The local behavior of the Hölder exponent was related to their fractal behavior (exponent of the scaling function) by Uriel Frisch and Giorgio Parisi in 1985 . The non-linearity of the scaling function was an indication of different Hölder exponents in the signal. They also introduced the multifractal spectrum (Frisch-Parisi formula), which relates the fractal dimension of sets, on which the function has a certain Hölder exponent, to the scaling function. That was the beginning of the multifractal analysis that Jaffard expanded. He was able to show that the multifractal spectrum can often be described by simple functions, even if the behavior of the Hölder exponents was very complicated.
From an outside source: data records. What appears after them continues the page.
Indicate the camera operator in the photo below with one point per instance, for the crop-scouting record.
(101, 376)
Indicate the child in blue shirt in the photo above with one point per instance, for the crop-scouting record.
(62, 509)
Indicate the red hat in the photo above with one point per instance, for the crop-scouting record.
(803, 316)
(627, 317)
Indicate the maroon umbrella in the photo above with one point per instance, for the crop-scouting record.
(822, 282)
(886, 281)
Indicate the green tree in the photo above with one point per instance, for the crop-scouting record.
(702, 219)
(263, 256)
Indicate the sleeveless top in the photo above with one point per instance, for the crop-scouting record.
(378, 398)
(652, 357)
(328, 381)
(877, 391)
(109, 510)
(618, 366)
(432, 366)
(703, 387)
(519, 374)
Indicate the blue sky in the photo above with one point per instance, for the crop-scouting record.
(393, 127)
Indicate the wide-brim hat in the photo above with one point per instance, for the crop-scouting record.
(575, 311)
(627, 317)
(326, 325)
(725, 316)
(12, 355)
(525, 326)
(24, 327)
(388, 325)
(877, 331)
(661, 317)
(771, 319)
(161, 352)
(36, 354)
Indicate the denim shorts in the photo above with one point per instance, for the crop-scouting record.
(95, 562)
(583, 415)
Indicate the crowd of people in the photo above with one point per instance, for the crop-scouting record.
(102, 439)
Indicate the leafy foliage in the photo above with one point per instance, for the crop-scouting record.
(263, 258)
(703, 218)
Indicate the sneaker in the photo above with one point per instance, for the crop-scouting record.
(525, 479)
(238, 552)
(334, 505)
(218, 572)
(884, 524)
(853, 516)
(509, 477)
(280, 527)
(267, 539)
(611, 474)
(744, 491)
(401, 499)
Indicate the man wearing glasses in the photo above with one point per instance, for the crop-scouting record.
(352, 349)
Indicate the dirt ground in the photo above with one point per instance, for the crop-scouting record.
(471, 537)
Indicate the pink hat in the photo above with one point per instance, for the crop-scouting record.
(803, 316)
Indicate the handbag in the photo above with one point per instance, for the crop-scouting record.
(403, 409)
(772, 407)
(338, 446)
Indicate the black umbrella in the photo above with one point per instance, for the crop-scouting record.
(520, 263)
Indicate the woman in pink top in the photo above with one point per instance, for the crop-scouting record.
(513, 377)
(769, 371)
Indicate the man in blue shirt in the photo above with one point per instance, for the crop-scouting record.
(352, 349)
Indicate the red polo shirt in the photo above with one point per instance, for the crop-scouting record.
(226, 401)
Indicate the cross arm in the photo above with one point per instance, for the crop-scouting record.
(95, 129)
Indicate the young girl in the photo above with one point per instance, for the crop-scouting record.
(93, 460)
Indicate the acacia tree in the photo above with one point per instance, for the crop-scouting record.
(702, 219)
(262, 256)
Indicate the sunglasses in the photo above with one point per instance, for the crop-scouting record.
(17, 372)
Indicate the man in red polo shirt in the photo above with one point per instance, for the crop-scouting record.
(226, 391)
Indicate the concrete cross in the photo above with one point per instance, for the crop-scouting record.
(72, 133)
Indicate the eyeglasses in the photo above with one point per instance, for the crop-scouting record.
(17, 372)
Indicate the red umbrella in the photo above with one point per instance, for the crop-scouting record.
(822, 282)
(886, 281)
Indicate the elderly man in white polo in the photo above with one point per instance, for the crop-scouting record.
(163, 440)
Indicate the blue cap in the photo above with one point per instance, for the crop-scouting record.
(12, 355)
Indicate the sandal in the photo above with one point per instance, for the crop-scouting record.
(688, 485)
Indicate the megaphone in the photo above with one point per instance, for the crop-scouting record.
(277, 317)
To this end, he also introduced new wavelet transformation methods (wavelet leader method) and applied them, for example, to the theory of turbulence and the analysis of images by Vincent van Gogh (assignment to different creative periods, differentiation of forgeries, with Patrice Abry, Herwig Wendt).

Fonts (selection)

• with Yves Meyer, R. Ryan: Wavelets. Tools for science and technology, SIAM 2001
• with Y. Meyer: Wavelet Methods for Pointwise Regularity and Local Oscillation sof Functions, Memoirs of the AMS 123, 1996
• with Alain Damlamian (Ed.): Wavelet methods in mathematical analysis and engineering, World Scientific 2010
• The spectrum of singularities of Riemann's function, Revista Mathematica Iberoamericana, Volume 12, 1996, pp. 441-460
• with A. Arneodo, E. Bacry, J.-F. Muzy: Oscillating singularities on Cantor sets: a grand canonical multifractal formalism, Journal of Statistical Physics, Volume 87, 1997, pp. 179-209
• Multifractal formalism for functions, 2 parts, SIAM J. Math. Analysis, Volume 28, 1997, pp. 944-970, 971-998
• The multifractal nature of Lévy processes, Probability Theory and Related Fields, Volume 114, 1999, pp. 207-227
• with C. Melot: Wavelet analysis of fractal boundaries, Part 1: Local regularity, Communications in Mathematical Physics, Volume 258, 2005, pp. 513-539, Part 2: Multifractal formalism, pp. 541-565
• with J.-M. Aubry: Random wavelet series, Comm. Math. Phys., Vol. 227, 2002, pp. 483-514
• with A. Fraysse: How smooth is almost every function in a Sobolev space?, Revista Matematica Iberoamericana, Volume 22, 2006, pp. 663-682
• with Eric Chassande-Mottin, Yves Meyer: Des ondelettes pour détecter les ondes gravitationnelles ,. Gazette des Mathématiciens, April 2016
• with Benoit Mandelbrot: Peano-Polya motion, when time is intrinsic or binomial (uniform or multifractal), The Mathematical Intelligencer, 1997, issue 4
• with Yves Meyer, O. Rioul: L'analyse par ondelettes, Pour la Science, September 1987
• with P. Abry, H. Wendt: When Van Gogh meets Mandelbrot: Multifractal Classification of Painting's Texture, Signal Processing, Volume 93, 2013, pp. 554-572

Web links

• Homepage

References and comments

1. ↑ Daubechies, Jaffard, Journé, A Simple Wilson Orthonormal Basis with Exponential Decay, SIAM J. Math. Analysis, Vol. 22, 1991, pp. 554-573
2. ↑ Not with the Brownian motion or the Weierstrass function , there the Hölder exponent is the same everywhere and with the Brownian motion . Godfrey Harold Hardy suspected the irregularity of Bernhard Riemann's nowhere indifferentiable function in 1916, who determined the Hölder regularity of the Weierstrass function.${\ displaystyle 0.5}$
3. ↑ With a linear scaling function the Hölder exponent is constant, for example with Brownian motion.
4. ↑ In retrospect, this began with the investigation of homogeneous turbulence and its scaling behavior by Andrei Kolmogorow in the 1940s.